Panting is less effective than sweating, so dogs are more prone to overheating and dehydration. That’s why it’s essential to bring plenty of fresh water to keep your dog cool and hydrated. Always bring more water than you think you’ll need!

Even with regular water breaks, you should watch your dog for signs of dehydration. Examples can include:

  • Panting
  • Thick saliva
  • Loss of skin elasticity
  • Lack of energy
  • Dry nose and gums
  • Sunken eyes

To test for a loss of skin elasticity, gently raise up your dog’s skin around the shoulders. If it doesn’t instantly go back into its previous position when you let go, then your dog may be dehydrated.

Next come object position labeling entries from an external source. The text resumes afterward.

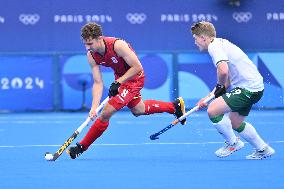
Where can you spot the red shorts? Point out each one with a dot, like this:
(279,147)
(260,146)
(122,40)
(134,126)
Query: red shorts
(128,94)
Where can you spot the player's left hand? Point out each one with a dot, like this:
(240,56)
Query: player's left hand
(113,89)
(201,104)
(92,113)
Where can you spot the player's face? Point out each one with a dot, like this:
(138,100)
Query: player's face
(92,44)
(200,42)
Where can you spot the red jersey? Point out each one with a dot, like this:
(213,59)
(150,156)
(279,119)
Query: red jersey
(111,59)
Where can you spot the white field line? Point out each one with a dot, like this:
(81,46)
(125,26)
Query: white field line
(125,144)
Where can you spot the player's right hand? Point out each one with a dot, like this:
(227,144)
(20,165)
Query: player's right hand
(201,104)
(92,113)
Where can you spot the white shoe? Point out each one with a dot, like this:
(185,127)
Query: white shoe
(228,149)
(262,154)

You need to act fast if you think your dog is getting dehydrated. Start by giving him some water, then take him to a vet immediately. He may need intravenous fluids to rehydrate.

Tip: You shouldn’t let your dog drink from local water sources. Streams, ponds, lakes, and standing water can all contain parasites and bacteria.

Mistake #5: Not Checking The Weather Forecast

It’s vital to check the weather before heading out on a hike. Be prepared to adapt your plans depending on the conditions.

For example, if it’s going to be a hot day, then you might want to consider bringing extra water or a cooling bandana for your pet. Of course, if the weather is going to be dangerously hot, then you should postpone the hike to another day.

If you’re hiking on a chilly day, then you may want to bring a dog coat to keep your pet warm. 

Mistake #6: Forgetting Essential Items For Your Dog

You don’t need to pack too much equipment when hiking with your dog, but there are some essential items that you should never be without. These include:

  • A leash (avoid retractable leashes as these can be dangerous if your dog suddenly starts running)
  • A harness for attaching the leash, along with a collar for your pet’s ID tag
  • Dog treats for training or for an energy boost
  • Poop bags (bring plenty!)
  • Lots of water and a portable water bowl
  • Dog first-aid kit

If you’re hiking on rough ground, then you may also want to consider dog booties for your dog. These provide extra grip and protect your pet’s paws – although many dogs need to be slowly introduced to them using positive reinforcement.

Molas Pass in winter featuring dog


There are many potential dangers when hiking with your dog. Don’t let that put you off though! With a small amount of preparation and common sense, you and your pet can safely explore the countryside together.